Sourav steps in after daughter's social media post creates fuss

By IANS | Published: December 19, 2019 03:10 AM2019-12-19T03:10:04+5:302019-12-19T03:20:04+5:30

BCCI president and former Indian cricket captain Sourav Ganguly's daughter Sana took the cyber world by storm with her Instagram post quoting late author Khushwant Singh who was highly critical of the right wing Sangh Parivar.

Sourav steps in after daughter's social media post creates fuss | Sourav steps in after daughter's social media post creates fuss

Sourav steps in after daughter's social media post creates fuss

Coming in the backdrop of the raging protest in the country against the new citizenship law CAA, the post railing against 'Fascism' soon became viral, prompting her illustrious father to take to Twitter and plead that she was too young to 'know about anything in politics'.

"Please keep Sana out of all this issues .. this post is not true .. she is too young a girl to know about anything in politics", Ganguly posted as his daughter's post was deleted.

But by then, her post had caught the attention of netizens in a big way and got widely shared.

Sana, however, did not make any personal comment in her Instagram post, but only shared an excerpt from Singh's book 'The End of India' that was published in 2003, when the BJP-led NDA government of prime minister Atal Bihari Vajpayee was in power at the centre.

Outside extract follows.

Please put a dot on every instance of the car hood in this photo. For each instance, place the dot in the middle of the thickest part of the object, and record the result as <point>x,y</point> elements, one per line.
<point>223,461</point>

The excerpt read: "Every fascist regime needs communities and groups it can demonise in order to thrive. It starts with one group or two. But it never ends there. A movement built on hate can only sustain itself by continually creating fear and strife.

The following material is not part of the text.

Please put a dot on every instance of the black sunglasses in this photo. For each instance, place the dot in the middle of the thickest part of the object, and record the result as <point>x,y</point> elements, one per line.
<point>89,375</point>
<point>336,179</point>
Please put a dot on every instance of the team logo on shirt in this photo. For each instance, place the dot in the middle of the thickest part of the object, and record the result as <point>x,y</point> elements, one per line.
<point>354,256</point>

"Those of us today who feel secure because we are not Muslims or Christ are living in a fool's paradise. The Sangh is already targeting the Leftist histor and 'Westernized' youth. Tomorrow it will turn its hate on women who wear skirts, people who eat meat, drink liquor, watch foreign films, don't go on annual pilgrimages to temples, use toothpaste instead of danth manjan, prefer allopathic doctors to vaids, kiss or shake hands in greeting instead of shouting 'Jai Shri Ram'. No one is safe. We must realize this if we hope to keep India alive".